Collins remembers none of this. In fact, the man who looks more like a boy remembers waking up in a hospital room on Saturday - two days after his near-death experience. He remembers being confused and afraid that he couldn't walk. He could, and was home just a few days later.

Medical experts and his loved ones theorize that Collins' quick recovery is due to his young age and strong heart. With the exception of his lungs, which suffered some damage in the accident, Collins is in good shape and recuperating well.

"It's a miracle everything was in place," said stepdad J.D. Bonds.

Perhaps no one is happier about his rescue and quick recovery than Collins' mother. Stephanie Bonds said she was happy that her husband happened to be the first responder on the scene and that the AED was in LaCour's patrol unit. "It gave me back my son," she said.

Collins isn't sure why he was spared. But he does know that he's lucky to be alive, and for that reason he's looking at life a little differently. "I'm going to try to do everything that I can that I didn't do before," he said.

Collins is the 10th person alive today thanks to the AED Network of Central Louisiana and by far the youngest.
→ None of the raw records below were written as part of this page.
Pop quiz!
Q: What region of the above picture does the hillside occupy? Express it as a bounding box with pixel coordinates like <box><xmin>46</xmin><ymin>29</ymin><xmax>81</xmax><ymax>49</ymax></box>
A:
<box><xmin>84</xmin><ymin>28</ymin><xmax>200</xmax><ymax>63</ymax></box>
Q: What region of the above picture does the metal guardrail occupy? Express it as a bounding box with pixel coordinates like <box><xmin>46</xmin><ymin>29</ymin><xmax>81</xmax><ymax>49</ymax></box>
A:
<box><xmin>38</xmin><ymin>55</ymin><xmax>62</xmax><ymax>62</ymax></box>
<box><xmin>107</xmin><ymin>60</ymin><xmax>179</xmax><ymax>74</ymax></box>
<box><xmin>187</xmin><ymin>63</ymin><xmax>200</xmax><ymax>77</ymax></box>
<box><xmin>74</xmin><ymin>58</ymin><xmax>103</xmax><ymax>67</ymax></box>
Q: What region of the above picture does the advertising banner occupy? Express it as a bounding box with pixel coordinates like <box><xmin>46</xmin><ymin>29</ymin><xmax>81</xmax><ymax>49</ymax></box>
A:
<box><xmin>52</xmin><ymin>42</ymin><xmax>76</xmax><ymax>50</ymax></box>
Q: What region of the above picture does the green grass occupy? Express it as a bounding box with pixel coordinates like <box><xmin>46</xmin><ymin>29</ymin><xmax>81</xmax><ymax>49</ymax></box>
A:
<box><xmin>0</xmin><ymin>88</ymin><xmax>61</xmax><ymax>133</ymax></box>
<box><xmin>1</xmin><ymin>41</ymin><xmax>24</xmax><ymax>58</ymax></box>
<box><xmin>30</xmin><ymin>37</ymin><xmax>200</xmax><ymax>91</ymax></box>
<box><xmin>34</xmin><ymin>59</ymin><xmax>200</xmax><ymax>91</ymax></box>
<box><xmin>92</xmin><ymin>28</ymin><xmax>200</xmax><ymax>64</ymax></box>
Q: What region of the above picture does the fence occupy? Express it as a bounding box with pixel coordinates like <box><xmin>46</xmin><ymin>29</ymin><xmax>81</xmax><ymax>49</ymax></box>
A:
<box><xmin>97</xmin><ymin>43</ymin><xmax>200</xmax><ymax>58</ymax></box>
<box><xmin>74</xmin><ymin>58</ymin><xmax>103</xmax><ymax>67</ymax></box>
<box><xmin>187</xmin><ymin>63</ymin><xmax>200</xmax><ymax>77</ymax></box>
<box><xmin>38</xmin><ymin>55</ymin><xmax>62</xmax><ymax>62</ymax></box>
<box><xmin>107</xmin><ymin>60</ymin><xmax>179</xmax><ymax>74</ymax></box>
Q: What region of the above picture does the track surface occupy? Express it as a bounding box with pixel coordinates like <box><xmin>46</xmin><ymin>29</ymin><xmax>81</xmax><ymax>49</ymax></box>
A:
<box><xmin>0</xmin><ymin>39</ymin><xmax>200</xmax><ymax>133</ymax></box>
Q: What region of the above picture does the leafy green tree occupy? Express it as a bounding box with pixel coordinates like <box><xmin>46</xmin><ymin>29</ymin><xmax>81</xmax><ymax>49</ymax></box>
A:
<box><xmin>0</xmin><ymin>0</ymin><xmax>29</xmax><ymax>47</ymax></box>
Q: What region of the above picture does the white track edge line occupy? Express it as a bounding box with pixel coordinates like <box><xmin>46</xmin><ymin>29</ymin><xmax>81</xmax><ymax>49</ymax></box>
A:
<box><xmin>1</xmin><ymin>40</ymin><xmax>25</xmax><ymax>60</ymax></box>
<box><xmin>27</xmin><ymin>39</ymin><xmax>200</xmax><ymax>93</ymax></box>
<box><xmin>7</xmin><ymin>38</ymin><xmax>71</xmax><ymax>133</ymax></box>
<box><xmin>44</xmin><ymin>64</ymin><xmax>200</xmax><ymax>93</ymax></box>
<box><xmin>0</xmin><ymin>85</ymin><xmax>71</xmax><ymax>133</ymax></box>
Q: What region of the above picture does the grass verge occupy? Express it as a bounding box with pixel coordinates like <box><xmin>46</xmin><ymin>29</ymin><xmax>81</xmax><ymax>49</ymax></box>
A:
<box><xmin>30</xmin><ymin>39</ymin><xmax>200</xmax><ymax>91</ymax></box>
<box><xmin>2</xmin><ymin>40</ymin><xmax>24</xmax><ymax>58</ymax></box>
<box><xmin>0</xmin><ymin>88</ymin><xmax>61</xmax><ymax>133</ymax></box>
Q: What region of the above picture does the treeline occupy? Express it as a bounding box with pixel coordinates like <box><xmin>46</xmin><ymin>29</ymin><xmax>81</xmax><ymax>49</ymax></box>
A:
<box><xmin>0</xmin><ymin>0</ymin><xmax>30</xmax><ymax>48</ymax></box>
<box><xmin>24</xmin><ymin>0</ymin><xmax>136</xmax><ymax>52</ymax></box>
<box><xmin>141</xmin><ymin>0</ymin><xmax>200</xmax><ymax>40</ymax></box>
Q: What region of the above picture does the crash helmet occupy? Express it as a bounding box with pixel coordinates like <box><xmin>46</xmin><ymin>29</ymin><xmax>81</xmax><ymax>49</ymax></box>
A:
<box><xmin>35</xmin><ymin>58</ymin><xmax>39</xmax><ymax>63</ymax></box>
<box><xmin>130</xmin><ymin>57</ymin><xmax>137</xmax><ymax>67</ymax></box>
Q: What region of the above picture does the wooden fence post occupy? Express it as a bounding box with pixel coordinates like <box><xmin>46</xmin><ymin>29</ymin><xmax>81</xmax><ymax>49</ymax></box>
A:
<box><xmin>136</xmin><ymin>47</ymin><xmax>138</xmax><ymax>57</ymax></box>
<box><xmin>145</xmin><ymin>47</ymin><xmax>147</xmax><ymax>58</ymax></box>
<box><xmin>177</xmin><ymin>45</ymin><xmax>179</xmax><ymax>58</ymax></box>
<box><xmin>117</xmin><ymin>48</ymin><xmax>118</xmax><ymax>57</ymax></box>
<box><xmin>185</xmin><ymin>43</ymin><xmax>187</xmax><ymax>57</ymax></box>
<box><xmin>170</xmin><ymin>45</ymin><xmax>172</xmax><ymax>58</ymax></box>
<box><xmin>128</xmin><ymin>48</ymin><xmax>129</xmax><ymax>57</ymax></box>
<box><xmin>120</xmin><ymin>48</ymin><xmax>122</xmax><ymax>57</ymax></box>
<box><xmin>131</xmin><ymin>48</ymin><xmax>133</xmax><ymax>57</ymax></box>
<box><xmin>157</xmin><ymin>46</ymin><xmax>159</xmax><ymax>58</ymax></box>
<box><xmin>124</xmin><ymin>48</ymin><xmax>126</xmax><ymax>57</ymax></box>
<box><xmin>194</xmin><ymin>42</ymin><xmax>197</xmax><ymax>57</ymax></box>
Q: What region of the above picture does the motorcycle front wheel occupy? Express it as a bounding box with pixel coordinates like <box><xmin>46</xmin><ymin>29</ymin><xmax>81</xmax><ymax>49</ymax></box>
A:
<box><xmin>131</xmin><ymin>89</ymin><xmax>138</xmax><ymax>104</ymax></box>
The network is funded by The Rapides Foundation.

"It's rewarding to hear success stories like this one," said Joe Rosier, CEO of The Rapides Foundation. "We are pleased to be able to play a role in saving this young man's life."
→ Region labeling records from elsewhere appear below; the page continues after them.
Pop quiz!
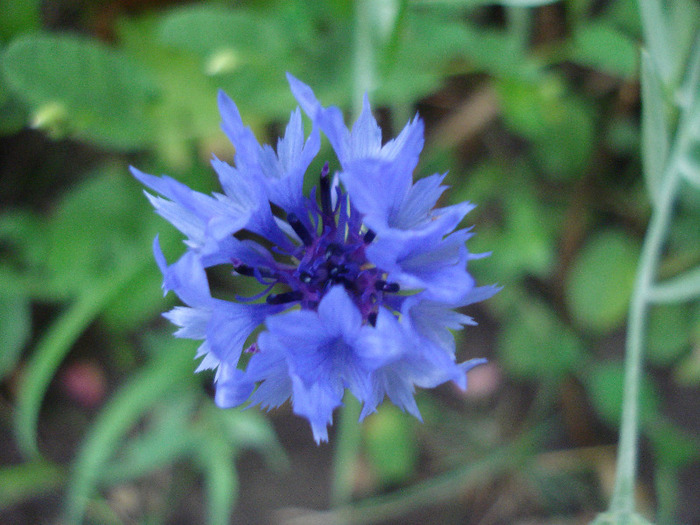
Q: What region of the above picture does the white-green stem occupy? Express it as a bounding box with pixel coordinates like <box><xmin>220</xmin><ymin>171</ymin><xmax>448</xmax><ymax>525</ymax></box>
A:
<box><xmin>610</xmin><ymin>80</ymin><xmax>692</xmax><ymax>523</ymax></box>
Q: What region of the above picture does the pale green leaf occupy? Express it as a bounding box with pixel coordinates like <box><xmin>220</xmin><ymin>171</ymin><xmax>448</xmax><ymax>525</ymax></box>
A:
<box><xmin>498</xmin><ymin>300</ymin><xmax>584</xmax><ymax>380</ymax></box>
<box><xmin>570</xmin><ymin>22</ymin><xmax>637</xmax><ymax>78</ymax></box>
<box><xmin>15</xmin><ymin>261</ymin><xmax>150</xmax><ymax>456</ymax></box>
<box><xmin>586</xmin><ymin>363</ymin><xmax>661</xmax><ymax>425</ymax></box>
<box><xmin>65</xmin><ymin>340</ymin><xmax>193</xmax><ymax>523</ymax></box>
<box><xmin>2</xmin><ymin>33</ymin><xmax>157</xmax><ymax>148</ymax></box>
<box><xmin>0</xmin><ymin>460</ymin><xmax>66</xmax><ymax>509</ymax></box>
<box><xmin>649</xmin><ymin>267</ymin><xmax>700</xmax><ymax>303</ymax></box>
<box><xmin>566</xmin><ymin>230</ymin><xmax>639</xmax><ymax>332</ymax></box>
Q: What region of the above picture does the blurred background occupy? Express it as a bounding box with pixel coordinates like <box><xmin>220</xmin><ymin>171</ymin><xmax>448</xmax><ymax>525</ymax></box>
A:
<box><xmin>0</xmin><ymin>0</ymin><xmax>700</xmax><ymax>525</ymax></box>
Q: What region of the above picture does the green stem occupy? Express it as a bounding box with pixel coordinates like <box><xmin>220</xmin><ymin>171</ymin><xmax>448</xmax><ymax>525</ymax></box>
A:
<box><xmin>331</xmin><ymin>394</ymin><xmax>362</xmax><ymax>508</ymax></box>
<box><xmin>610</xmin><ymin>84</ymin><xmax>692</xmax><ymax>517</ymax></box>
<box><xmin>610</xmin><ymin>155</ymin><xmax>678</xmax><ymax>514</ymax></box>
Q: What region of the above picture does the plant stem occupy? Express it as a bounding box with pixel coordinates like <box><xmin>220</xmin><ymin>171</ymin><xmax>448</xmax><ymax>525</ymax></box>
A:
<box><xmin>610</xmin><ymin>100</ymin><xmax>690</xmax><ymax>517</ymax></box>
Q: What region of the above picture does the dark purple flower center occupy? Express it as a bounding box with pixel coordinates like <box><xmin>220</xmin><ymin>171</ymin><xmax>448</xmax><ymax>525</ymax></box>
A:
<box><xmin>233</xmin><ymin>163</ymin><xmax>399</xmax><ymax>324</ymax></box>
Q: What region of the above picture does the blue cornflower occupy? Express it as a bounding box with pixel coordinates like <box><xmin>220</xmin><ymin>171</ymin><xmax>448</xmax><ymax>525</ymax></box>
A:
<box><xmin>132</xmin><ymin>75</ymin><xmax>497</xmax><ymax>442</ymax></box>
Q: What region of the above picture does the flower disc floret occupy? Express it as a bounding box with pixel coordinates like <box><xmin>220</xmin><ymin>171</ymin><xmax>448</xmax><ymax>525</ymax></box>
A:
<box><xmin>132</xmin><ymin>75</ymin><xmax>497</xmax><ymax>442</ymax></box>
More than 480 AEDs are in locations throughout Central Louisiana following a massive distribution that began in 2001. These lifesaving units are in public places - from churches and schools, to malls, office buildings, stadiums and other locations where large groups gather.

An automated external defibrillator (AED) is a portable device that administers an electric shock through the chest wall during cardiac arrest.

The irony is not lost on anyone.

As Cathy Pittman, AED Network program director, put it: "Electricity almost took his life. Electricity is what brought him back."